[1114] Perhaps the same woman showed the chapel who was there 29 years later, when Scott visited it. One of his friends ’hoped that they might, as habitual visitors, escape hearing the usual endless story of the silly old woman that showed the ruins’; but Scott answered, ’There is a pleasure in the song which none but the songstress knows, and by telling her we know it all ready we should make the poor devil unhappy.’ Lockharts Scott, ed. 1839, ii. 106.
[1115] _ O rare Ben Jonson_ is on Jonson’s tomb in Westminster Abbey.
[1116] See ante, ii. 365.
[1117] ’Essex was at that time confined to the same chamber of the Tower from which his father Lord Capel had been led to death, and in which his wife’s grandfather had inflicted a voluntary death upon himself. When he saw his friend carried to what he reckoned certain fate, their common enemies enjoying the spectacle, and reflected that it was he who had forced Lord Howard upon the confidence of Russel, he retired, and, by a Roman death, put an end to his misery.’ Dalrymple’s Memoirs of Great Britain and Ireland, vol. i. p. 36. BOSWELL. In the original after ’his wife’s grandfather,’ is added ‘Lord Northumberland.’ It was his wife’s great-grandfather, the eighth Earl of Northumberland. He killed himself in 1585. Burke’s Peerage.

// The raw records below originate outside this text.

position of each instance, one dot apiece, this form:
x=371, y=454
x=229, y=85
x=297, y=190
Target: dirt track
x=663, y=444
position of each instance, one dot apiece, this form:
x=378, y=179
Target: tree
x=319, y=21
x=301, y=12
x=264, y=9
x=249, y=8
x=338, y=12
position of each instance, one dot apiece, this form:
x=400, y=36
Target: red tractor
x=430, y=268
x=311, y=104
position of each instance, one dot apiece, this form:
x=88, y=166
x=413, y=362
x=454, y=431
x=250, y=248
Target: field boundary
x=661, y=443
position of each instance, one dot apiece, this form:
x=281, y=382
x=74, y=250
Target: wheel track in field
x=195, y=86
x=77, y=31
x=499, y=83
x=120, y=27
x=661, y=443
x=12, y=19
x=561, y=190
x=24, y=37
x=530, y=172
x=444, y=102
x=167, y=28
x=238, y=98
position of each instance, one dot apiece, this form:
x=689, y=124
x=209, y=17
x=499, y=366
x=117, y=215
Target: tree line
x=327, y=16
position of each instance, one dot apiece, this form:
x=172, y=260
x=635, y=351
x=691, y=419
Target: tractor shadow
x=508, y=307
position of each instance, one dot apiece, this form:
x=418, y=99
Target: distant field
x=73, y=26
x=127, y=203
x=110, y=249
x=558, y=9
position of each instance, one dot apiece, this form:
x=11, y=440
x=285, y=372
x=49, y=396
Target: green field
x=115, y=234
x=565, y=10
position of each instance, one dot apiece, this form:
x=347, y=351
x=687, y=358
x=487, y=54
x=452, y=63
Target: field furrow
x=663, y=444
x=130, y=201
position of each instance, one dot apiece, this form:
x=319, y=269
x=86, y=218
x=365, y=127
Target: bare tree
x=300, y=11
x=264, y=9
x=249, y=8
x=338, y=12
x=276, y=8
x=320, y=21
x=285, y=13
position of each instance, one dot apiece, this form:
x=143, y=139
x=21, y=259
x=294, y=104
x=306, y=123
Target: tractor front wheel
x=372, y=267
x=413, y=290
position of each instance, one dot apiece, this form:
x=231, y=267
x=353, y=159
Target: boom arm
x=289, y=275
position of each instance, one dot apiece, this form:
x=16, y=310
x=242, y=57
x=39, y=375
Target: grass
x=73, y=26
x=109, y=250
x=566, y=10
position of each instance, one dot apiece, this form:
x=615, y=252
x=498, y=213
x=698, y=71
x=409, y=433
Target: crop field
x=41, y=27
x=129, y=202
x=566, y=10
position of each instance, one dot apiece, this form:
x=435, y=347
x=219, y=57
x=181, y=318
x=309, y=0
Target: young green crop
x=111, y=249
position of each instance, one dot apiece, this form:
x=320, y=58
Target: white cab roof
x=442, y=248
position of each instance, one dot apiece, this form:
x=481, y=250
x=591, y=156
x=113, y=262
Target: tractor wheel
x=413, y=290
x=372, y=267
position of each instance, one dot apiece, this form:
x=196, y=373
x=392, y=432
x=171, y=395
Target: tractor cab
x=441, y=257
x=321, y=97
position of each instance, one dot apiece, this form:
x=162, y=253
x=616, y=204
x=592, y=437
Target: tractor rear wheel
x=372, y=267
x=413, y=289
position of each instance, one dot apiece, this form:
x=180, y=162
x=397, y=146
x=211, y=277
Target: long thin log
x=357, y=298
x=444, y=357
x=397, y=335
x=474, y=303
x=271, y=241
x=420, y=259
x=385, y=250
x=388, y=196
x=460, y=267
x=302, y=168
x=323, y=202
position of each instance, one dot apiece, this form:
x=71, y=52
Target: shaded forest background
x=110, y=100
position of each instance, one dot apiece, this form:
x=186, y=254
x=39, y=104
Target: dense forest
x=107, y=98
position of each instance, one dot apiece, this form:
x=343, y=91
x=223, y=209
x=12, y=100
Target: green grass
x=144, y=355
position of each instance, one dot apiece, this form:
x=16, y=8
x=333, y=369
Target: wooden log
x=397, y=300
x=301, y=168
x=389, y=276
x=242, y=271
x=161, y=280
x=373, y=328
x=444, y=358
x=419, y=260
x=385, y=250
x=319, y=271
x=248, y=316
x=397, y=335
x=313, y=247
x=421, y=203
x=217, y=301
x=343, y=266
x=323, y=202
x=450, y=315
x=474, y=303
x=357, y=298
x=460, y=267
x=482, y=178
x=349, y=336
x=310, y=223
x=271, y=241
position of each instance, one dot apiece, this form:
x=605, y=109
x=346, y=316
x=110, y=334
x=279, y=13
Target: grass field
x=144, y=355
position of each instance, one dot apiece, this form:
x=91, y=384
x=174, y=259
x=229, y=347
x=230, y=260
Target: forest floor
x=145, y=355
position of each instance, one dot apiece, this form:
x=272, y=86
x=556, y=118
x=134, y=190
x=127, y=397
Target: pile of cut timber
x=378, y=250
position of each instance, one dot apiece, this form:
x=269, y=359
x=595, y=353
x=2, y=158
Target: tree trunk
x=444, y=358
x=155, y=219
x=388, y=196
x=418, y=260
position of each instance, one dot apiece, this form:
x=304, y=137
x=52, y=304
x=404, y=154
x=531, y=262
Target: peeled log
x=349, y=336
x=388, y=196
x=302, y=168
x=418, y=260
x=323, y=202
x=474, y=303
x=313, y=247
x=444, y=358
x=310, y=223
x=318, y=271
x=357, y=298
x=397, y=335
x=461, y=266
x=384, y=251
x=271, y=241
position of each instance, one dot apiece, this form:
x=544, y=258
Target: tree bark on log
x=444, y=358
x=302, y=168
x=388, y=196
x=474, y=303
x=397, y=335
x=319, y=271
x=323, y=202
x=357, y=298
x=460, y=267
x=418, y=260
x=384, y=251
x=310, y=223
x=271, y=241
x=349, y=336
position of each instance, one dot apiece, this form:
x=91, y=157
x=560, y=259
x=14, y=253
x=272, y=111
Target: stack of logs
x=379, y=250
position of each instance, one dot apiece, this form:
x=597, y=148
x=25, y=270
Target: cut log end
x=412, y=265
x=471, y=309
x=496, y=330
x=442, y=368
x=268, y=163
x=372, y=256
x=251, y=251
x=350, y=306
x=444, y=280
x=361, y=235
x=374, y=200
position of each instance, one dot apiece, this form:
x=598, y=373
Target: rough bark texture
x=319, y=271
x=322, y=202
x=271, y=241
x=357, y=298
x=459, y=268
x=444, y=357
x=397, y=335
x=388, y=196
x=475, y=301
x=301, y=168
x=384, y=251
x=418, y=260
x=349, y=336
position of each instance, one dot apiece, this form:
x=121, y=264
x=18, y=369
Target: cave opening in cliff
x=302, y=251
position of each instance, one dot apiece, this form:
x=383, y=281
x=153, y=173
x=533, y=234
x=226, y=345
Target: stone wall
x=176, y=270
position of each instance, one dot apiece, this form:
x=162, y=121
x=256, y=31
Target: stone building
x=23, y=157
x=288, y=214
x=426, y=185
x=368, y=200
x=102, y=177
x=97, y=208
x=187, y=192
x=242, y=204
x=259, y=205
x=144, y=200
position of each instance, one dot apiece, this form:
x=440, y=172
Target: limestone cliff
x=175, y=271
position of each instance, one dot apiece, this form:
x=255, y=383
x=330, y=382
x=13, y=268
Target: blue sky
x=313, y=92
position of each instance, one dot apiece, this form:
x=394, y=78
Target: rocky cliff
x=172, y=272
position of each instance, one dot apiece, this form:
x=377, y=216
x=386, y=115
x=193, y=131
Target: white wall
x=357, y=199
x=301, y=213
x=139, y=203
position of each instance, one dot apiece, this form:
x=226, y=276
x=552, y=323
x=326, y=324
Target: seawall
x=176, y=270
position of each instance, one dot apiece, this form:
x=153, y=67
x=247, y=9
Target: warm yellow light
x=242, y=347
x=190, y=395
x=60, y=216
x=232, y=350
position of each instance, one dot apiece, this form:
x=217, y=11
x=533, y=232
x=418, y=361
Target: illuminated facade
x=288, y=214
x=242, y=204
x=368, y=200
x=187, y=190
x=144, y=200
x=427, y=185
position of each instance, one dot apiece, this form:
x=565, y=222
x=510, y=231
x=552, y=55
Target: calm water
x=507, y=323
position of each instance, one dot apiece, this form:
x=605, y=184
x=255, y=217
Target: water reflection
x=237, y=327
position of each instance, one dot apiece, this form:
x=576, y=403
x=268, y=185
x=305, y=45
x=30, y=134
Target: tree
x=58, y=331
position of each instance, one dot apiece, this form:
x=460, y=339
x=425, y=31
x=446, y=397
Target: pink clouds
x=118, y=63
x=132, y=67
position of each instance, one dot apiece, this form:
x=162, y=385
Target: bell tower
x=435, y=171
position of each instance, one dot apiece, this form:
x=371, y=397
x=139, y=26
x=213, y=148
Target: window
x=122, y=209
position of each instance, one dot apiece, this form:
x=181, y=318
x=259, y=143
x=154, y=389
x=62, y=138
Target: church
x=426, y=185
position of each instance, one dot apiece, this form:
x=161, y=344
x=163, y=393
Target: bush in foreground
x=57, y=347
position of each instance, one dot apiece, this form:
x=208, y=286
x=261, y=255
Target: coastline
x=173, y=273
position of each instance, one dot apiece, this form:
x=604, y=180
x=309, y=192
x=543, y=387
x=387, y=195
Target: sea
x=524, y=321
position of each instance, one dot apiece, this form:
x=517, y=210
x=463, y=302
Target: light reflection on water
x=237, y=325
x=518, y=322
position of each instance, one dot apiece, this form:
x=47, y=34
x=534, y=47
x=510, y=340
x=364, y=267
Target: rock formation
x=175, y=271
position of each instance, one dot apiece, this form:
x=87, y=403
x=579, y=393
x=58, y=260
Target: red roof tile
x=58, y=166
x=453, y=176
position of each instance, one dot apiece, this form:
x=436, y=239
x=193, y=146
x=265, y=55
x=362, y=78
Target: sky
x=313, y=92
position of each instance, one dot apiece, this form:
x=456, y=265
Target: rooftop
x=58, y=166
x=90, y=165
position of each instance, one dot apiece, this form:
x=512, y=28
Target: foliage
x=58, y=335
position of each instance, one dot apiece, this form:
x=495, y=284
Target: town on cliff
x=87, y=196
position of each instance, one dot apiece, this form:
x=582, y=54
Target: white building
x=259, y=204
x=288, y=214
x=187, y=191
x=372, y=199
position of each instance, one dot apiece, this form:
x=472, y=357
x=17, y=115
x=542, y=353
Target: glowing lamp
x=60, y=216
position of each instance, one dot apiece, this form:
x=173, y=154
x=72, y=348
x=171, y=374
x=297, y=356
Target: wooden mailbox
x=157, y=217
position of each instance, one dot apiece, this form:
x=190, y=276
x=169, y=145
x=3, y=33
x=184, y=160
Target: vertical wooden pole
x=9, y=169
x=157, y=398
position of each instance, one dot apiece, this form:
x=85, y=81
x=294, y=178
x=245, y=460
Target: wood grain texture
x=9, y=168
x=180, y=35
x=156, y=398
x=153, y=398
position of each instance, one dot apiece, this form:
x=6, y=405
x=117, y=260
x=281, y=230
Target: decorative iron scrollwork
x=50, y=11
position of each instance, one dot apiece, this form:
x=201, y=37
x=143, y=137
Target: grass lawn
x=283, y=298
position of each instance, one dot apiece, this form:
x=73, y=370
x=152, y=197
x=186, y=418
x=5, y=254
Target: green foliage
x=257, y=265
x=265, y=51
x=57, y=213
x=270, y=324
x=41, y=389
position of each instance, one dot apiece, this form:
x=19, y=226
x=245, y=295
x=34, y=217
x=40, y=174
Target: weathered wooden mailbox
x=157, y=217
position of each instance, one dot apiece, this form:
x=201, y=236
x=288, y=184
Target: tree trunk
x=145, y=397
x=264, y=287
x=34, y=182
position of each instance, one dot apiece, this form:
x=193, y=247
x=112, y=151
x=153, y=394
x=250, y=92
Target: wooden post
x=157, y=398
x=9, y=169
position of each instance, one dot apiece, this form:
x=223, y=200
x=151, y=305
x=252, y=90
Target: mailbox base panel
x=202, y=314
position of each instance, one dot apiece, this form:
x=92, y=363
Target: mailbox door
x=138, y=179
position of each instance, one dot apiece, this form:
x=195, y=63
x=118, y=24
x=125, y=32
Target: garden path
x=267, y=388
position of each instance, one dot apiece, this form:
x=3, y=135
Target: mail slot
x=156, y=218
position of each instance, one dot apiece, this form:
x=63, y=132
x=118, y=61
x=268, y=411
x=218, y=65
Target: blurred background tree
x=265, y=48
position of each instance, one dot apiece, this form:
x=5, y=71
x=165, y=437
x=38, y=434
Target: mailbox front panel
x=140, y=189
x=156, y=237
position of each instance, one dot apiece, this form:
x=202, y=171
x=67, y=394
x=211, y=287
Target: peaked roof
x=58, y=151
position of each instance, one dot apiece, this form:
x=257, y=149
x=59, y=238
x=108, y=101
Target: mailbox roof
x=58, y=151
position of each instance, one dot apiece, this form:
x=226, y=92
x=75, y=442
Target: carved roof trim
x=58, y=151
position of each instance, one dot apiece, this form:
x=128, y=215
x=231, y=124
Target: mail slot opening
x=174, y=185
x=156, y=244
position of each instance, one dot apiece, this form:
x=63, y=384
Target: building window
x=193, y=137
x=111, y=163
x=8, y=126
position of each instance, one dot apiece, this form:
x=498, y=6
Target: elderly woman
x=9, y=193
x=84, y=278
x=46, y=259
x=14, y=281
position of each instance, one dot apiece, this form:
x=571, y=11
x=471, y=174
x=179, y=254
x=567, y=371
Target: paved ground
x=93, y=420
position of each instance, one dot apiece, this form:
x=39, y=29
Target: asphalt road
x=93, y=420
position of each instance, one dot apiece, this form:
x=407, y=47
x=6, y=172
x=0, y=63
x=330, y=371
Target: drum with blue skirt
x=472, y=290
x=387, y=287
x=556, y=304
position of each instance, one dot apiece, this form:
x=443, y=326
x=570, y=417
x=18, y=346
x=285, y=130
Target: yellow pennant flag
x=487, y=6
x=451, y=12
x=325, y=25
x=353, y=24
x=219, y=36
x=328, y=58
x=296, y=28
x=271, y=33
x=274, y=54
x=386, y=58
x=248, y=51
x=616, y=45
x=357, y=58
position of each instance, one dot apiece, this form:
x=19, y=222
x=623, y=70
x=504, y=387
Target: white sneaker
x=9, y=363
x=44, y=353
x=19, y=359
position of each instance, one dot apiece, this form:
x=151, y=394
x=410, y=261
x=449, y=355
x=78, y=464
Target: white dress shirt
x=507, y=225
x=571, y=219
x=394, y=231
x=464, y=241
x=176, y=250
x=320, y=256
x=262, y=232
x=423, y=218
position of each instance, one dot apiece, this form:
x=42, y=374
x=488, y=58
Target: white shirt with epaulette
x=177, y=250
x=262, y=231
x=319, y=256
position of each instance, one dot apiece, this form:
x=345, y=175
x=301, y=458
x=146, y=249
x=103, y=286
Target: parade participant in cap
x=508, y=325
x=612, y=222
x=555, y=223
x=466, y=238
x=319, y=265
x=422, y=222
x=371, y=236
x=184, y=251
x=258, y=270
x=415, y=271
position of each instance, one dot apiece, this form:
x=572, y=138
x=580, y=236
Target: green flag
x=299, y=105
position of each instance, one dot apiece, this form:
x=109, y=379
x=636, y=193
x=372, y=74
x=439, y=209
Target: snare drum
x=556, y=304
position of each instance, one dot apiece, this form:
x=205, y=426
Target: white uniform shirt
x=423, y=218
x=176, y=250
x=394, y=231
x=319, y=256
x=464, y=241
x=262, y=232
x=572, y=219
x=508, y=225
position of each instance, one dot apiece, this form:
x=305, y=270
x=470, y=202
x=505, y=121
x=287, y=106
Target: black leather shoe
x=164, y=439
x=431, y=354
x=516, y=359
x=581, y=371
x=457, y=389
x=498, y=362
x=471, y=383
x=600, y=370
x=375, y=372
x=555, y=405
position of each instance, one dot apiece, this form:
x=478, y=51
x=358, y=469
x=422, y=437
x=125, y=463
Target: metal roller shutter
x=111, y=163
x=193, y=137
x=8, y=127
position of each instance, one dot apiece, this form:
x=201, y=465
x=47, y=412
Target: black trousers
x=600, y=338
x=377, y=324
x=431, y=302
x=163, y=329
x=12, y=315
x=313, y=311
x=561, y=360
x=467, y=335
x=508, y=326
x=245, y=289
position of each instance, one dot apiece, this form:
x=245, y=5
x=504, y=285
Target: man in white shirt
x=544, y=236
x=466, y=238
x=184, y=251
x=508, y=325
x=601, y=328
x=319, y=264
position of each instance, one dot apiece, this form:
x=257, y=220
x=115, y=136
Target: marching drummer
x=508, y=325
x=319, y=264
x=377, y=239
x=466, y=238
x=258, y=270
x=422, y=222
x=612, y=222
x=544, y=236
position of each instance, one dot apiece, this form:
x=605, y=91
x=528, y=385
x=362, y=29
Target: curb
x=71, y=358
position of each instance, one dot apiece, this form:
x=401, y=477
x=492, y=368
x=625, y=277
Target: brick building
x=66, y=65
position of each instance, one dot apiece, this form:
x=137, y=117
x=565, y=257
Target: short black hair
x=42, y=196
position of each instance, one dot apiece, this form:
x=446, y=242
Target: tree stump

[1118] Dr. A. Carlyle (Auto. p. 293) says of Robertson and Blair:—’Having been bred at a time when the common people thought to play with cards or dice was a sin, and everybody thought it an indecorum in clergymen, they could neither of them play at golf or bowls, and far less at cards or backgammon, and on that account were very unhappy when from home in friends’ houses in the country in rainy weather. As I had set the first example of playing at cards at home with unlocked door [Carlyle was a minister], and so relieved the clergy from ridicule on that side, they both learned to play at whist after they were sixty.’ See ante, iii. 23.
[1119] See ante, i. 149, and v. 350.
[1120] See ante, iv. 54.
[1121] He wrote to Boswell on Nov. 16, 1776 (ante, iii. 93):—’The expedition to the Hebrides was the most pleasant journey that I ever made.’ In his Diary he recorded on Jan. 9, 1774:—’In the autumn I took a journey to the Hebrides, but my mind was not free from perturbation.’ Pr. and Med. p. 136. The following letter to Dr. Taylor I have copied from the original in the possession of my friend Mr. M. M. Holloway:—
’DEAR SIR,
’When I was at Edinburgh I had a letter from you, telling me that in answer to some enquiry you were informed that I was in the Sky. I was then I suppose in the western islands of Scotland; I set out on the northern expedition August 6, and came back to Fleet-street, November 26. I have seen a new region.
’I have been upon seven of the islands, and probably should have visited many more, had we not begun our journey so late in the year, that the stormy weather came upon us, and the storms have I believe for about five months hardly any intermission.